We calibrated the maximum specific muscle tension and segmental target frame rotation contributions because corresponding literature data from experiments and simulations showed wide variations. The iterative procedure within the calibration, required to ensure consistency of results, was not discussed in this paper. Each simulation started in the same neutral state without external forces, but with ligaments pre-tensioned and the TC activated. This was the state in which the model was geometrically built. During the first simulation steps, gravity was ramped, followed by the settling phase in which the bones were able to move into an energetically favorable state. This was necessary because due to the forward dynamics method (Pandy, 2001) bone poses were not kinematically controlled and the upright stable is unequal to the initial neutral state. In contrast to inverse dynamic models (Christophy et al., 2012; Ignasiak et al., 2016; Khoddam-Khorasani et al., 2018; Liu et al., 2018; Favier et al., 2021a; Rajaee et al., 2021; Lerchl et al., 2022), the kinematic inputs were not complete and only used to move the five target frames (Figure 7B). The model dynamics described how the components advanced in time from one state to another. The exact motions of the active hybrid model, which include the IVRs, were not known in advance. By controlling the muscles using the TC, deviations between all target frames and respective bones were minimized for the selected coordinates. For the four vertebral target frames, these were only their rotations in sagittal plane. Resulting muscular forces directly moved the entire spine into various postures and provided spinal stability (muscle-driven approach).
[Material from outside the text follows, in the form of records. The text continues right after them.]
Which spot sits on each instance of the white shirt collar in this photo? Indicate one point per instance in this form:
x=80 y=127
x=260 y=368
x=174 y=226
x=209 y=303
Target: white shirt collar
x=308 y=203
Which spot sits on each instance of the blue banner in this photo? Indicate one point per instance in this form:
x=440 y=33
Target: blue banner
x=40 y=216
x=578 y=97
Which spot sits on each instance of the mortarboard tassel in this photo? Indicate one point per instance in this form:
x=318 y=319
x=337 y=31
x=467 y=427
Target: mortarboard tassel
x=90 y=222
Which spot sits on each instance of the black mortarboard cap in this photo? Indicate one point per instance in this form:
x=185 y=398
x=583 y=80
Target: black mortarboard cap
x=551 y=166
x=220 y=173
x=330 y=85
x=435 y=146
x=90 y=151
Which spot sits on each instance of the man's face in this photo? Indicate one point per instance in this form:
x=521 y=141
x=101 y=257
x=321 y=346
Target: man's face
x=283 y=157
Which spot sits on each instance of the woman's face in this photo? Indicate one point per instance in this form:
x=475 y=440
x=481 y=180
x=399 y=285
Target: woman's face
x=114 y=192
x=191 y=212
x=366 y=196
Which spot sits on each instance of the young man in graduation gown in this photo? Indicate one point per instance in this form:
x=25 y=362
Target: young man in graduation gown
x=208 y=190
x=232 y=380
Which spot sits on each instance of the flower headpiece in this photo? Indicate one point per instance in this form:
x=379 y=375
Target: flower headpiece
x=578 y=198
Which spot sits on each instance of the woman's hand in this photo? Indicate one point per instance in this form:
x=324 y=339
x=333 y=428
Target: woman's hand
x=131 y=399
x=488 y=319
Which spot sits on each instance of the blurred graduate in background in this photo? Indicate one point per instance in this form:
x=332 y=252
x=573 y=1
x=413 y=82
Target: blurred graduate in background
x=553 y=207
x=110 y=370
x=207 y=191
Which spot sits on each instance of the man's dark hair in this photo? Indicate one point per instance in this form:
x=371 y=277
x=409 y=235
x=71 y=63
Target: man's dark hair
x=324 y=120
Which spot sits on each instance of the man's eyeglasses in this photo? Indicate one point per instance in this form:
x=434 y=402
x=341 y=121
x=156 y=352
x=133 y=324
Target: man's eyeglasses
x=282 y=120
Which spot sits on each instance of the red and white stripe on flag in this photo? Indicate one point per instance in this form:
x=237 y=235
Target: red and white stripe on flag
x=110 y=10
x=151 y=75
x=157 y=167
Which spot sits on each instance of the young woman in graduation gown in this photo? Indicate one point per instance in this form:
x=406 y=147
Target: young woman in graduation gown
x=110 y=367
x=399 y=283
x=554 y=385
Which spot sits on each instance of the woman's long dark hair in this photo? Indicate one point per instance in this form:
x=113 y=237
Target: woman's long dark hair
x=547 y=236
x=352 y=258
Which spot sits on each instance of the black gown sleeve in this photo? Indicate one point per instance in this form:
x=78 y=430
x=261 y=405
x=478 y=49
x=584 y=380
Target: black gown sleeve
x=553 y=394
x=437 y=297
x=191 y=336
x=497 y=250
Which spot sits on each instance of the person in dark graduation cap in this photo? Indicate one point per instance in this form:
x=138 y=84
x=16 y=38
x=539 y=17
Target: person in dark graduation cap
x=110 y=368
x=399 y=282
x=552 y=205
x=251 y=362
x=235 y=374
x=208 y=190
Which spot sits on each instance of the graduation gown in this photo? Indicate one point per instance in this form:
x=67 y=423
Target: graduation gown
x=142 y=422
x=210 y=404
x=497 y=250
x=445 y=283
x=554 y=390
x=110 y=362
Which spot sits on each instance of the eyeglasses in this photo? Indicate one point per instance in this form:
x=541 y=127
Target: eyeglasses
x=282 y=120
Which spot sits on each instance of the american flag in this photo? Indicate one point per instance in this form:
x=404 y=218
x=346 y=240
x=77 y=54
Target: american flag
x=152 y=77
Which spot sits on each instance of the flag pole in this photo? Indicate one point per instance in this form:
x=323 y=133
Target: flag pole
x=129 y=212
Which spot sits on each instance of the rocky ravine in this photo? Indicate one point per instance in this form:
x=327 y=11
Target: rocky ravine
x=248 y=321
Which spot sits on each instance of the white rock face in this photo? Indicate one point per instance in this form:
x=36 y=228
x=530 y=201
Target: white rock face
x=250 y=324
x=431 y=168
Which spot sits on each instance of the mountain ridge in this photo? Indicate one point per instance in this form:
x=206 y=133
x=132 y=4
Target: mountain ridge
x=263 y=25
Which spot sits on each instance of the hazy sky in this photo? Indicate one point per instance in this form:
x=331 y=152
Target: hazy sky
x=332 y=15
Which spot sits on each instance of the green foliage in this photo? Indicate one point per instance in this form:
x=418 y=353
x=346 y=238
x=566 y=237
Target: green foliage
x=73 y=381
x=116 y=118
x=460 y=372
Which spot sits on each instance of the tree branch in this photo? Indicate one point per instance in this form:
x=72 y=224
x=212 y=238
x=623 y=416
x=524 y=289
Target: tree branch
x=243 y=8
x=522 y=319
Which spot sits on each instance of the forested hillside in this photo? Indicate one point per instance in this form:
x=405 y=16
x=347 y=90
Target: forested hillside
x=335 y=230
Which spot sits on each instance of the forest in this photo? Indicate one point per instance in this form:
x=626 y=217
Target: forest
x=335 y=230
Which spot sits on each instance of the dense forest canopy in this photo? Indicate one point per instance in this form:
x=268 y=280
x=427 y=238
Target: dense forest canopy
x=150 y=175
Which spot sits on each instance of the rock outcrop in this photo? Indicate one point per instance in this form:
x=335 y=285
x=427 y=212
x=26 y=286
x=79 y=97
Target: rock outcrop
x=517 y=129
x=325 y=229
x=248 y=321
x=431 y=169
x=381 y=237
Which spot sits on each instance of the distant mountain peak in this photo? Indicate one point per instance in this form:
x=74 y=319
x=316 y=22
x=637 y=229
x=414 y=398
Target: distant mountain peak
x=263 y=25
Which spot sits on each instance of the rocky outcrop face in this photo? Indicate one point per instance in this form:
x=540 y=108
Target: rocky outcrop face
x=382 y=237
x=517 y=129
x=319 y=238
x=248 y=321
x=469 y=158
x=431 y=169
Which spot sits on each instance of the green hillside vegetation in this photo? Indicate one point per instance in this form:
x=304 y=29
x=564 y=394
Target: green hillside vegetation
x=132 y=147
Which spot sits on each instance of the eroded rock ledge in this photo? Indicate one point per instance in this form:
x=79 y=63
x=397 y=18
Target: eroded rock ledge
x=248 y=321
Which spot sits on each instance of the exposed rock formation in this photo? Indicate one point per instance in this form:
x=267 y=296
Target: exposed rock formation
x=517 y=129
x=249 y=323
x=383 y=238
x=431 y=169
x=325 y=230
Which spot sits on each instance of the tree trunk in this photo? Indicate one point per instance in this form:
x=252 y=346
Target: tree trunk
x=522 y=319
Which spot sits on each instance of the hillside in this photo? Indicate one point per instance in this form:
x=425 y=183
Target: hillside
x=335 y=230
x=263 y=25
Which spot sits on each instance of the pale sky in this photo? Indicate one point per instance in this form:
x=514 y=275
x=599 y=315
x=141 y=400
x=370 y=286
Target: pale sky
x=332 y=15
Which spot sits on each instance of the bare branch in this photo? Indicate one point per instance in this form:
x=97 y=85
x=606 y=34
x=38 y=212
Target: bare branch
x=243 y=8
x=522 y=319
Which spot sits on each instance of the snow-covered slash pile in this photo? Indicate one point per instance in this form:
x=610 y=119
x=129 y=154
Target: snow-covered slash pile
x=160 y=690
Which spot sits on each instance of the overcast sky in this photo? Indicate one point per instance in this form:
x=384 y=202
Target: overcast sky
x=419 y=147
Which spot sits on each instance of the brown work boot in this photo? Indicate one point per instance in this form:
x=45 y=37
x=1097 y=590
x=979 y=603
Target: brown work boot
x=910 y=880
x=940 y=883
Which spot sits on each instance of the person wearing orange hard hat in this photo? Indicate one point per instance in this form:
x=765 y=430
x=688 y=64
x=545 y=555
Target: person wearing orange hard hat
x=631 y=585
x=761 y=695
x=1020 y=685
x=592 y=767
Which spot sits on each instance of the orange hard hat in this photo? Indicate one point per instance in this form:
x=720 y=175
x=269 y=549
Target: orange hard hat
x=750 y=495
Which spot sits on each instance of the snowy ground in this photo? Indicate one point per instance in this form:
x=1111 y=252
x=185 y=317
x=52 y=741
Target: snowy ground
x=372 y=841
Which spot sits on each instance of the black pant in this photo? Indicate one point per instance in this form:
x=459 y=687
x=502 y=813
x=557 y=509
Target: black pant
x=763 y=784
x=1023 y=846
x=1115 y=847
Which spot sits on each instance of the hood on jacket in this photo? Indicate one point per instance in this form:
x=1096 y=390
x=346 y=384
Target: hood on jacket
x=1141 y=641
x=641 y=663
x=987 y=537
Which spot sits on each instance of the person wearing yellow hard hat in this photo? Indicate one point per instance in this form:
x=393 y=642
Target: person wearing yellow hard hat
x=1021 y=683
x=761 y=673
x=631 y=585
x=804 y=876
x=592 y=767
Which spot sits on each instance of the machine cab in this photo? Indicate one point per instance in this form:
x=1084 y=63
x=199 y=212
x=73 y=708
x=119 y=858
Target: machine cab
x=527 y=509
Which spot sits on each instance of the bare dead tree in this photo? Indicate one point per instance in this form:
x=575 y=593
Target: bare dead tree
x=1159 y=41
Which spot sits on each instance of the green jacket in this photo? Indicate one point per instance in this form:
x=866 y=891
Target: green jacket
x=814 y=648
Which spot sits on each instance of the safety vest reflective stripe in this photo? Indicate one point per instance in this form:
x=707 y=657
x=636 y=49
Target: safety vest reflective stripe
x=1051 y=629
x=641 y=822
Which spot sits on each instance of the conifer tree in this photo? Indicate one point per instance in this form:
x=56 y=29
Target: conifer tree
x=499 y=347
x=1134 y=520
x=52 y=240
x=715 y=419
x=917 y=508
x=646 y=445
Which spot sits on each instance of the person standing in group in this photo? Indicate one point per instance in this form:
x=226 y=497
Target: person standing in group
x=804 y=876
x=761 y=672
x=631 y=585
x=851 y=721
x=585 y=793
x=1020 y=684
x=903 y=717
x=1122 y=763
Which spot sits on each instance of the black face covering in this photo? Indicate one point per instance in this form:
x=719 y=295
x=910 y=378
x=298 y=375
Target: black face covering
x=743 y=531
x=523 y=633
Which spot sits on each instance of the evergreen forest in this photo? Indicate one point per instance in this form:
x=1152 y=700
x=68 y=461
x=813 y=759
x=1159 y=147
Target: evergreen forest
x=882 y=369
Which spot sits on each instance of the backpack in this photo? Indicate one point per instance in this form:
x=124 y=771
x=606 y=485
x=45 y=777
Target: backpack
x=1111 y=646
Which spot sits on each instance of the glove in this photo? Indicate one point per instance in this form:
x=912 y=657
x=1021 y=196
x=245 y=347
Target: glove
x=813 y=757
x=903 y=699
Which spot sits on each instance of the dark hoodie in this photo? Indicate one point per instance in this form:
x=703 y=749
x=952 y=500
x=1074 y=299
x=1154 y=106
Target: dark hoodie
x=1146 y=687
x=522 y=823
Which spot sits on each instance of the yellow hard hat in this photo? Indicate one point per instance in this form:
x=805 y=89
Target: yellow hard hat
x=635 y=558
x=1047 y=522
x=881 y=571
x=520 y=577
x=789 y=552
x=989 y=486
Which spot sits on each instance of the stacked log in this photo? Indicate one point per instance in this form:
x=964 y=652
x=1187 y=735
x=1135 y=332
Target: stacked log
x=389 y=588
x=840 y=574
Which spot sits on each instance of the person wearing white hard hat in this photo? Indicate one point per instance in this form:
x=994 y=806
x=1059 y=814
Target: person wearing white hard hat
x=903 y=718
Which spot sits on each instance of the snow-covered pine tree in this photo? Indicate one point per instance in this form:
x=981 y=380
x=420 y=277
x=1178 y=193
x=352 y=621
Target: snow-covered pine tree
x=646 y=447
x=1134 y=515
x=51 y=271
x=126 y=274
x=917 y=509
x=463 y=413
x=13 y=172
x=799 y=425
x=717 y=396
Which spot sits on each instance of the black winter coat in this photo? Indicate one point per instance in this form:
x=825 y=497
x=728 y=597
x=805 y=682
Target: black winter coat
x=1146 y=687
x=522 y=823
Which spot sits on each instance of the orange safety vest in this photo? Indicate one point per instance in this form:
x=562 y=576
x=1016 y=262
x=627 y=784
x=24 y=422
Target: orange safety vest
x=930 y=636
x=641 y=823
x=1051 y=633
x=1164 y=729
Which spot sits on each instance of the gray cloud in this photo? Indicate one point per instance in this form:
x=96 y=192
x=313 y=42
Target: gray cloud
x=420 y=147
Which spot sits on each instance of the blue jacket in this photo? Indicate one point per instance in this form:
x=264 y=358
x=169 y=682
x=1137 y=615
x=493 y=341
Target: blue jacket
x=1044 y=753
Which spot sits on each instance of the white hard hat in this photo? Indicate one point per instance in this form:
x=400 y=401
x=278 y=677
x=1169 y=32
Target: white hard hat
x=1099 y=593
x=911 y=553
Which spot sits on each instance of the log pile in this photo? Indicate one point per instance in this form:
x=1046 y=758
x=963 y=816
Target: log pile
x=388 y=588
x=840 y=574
All LCs studied could be generated by the postural specification of the thorax target frame alone. However, as a sole boundary condition, we found that for some LCs with αy ≥ 20, no stable state for the lumbar vertebrae L2-L5 could be obtained by the TC. As a result, vertebral oscillations were not reduced by the muscles, which in the case of LC F302 resulted in inverted finite elements due to excessive distortions of the discs. Consequently, the specifications of the vertebral target frame rotations primarily served to stabilize the spine with the premise of keeping the influence on the model dynamics minimal (low weighting and calibration of segmental target frame rotation contribution). In upright position, sensitivity to IDPs were negligible (ΔIDP < 0.03 MPa) because IVRs and thus muscle activation patterns varied little. In flexion and extension, the influence on the calculated IDPs and IVRs were evident for the studied segmental rotation contributions of the target frames. As measured in vivo (Breen et al., 2021) non-linear segmental rotation contributions should be considered in the future given the relevance of our findings. Ligament strains, IDPs, or facet joint contact forces may represent alternative stability criteria besides the thorax target frame.

4.3 Validation

The validation of realistic simulation models requires experimental confirmation. In vivo, however, such data are difficult to acquire or may never be obtained. Given the large number of components and the inevitable combination of data from multiple sources, an absolute overall validation of our active hybrid model was not possible at this stage. Sole approach was the comparison of particular biomechanical model responses with experimental results under defined boundary conditions. Based on available publications, we therefore considered absolute IDP and IAP values and relative changes in muscle forces in 13 LCs. Moreover, to increase model validity, we extensively validated the passive LSS with experimental in vitro studies in all spatial directions in advance (Remus et al., 2021). This included ROMs, IVRs, IDPs, facet joint contact forces, instantaneous centers of rotation, functional spinal unit stiffnesses, and intervertebral disc bulges. This was done under the assumption of component validation (Lewandowski, 1982), based on the fact that models consisting of well-validated submodels are likely to be valid. Advantages compared to a direct validation of the entire active model included the higher number of useable in vitro studies, simplified loading conditions, and the influence analysis of LSS structures in case of a stepwise reduction of the anatomy (Heuer et al., 2007). Even though in vivo loading conditions cannot be correctly mimicked using a moment and follower load (Khoddam-Khorasani et al., 2018), muscle activation patterns represent boundary conditions too complex for fundamental, and detailed validation of the basic biomechanical responses of passive LSSs. The validation in this study was limited to symmetrical LCs in the sagittal plane. As other simulation models of the LSS (Liu et al., 2018; Malakoutian et al., 2018) have mostly been validated with the same in vivo studies as we have used, there are no significant differences in the biomechanical model responses. For more comprehensive model validation, additional movements such as axial rotations and lateral flexions as well as non-symmetric loads like holding a weight laterally and combined movements outside the anatomical planes need to be investigated.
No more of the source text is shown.